To other participants:
Please be aware that the 'FlopCountAnalysis' function used in the provided example code is not reliable.
- Activation functions and trigonometric functions are not counted.
- Element-wise operations such as addition and multiplication are not counted.
- Bias in linear and convolution layers is not counted.
- Many functions in torch.nn.functional are not counted including 'scaled_dot_product_attention' and 'cosine_similarity'.
This example illustrates it quite well: https://gist.github.com/SimonLarsen/0f79127a02f29ad44ed2a5153cadfac4
Both models are reported to use 1.812 GFLOPs, but in reality the second one exceeds 0.5 TFLOPs.

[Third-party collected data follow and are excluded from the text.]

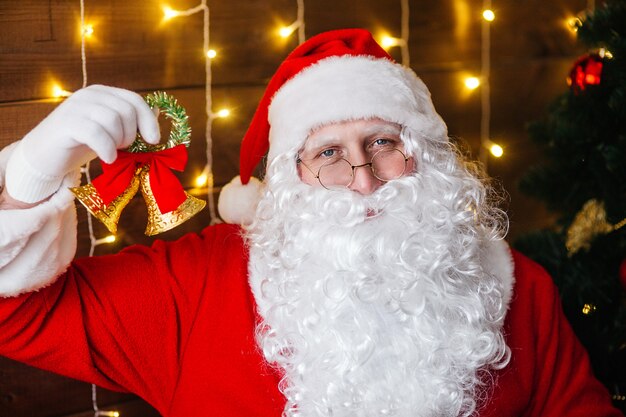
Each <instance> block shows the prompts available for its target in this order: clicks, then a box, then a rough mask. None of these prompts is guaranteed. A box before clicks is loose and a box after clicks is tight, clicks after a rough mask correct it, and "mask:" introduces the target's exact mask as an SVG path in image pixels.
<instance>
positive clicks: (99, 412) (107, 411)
mask: <svg viewBox="0 0 626 417" xmlns="http://www.w3.org/2000/svg"><path fill="white" fill-rule="evenodd" d="M95 415H96V416H97V417H99V416H103V417H120V413H118V412H117V411H101V410H98V411H96V414H95Z"/></svg>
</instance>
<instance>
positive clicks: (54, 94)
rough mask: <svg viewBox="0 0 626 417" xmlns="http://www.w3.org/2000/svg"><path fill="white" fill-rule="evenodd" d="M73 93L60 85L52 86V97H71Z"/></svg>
mask: <svg viewBox="0 0 626 417" xmlns="http://www.w3.org/2000/svg"><path fill="white" fill-rule="evenodd" d="M71 95H72V93H71V92H70V91H67V90H64V89H63V87H61V86H60V85H59V84H53V85H52V97H57V98H61V97H69V96H71Z"/></svg>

For a more realistic example, I have trained a model for this competition that I have manually estimated to around 3.93 TFLOPs. However, fvcore estimates this model to just 1.90 TFLOPs.
To the organizers:
How will the FLOP count be evaluated for submitted entries?
Manual calculation is of course quite difficult, but automated tools are very imprecise and invites cheating (intentional or not).
I completely agree and hope the organizers can update how computation constraints are calculated. Otherwise, it's unfair since someone could avoid FlopCountAnalysis calculations using some tricks.
Posted by: fire @ March 3, 2025, 5:55 a.m.We thank the participant for reporting the issue. We have reviewed this issue and discussed it internally.
Finally, we decided to keep this method since the limitations does not only include the FLOPs but also the number of parameters.
If there are any other issues, please let us know.
Posted by: Sangmin-Lee @ March 4, 2025, 8:07 a.m.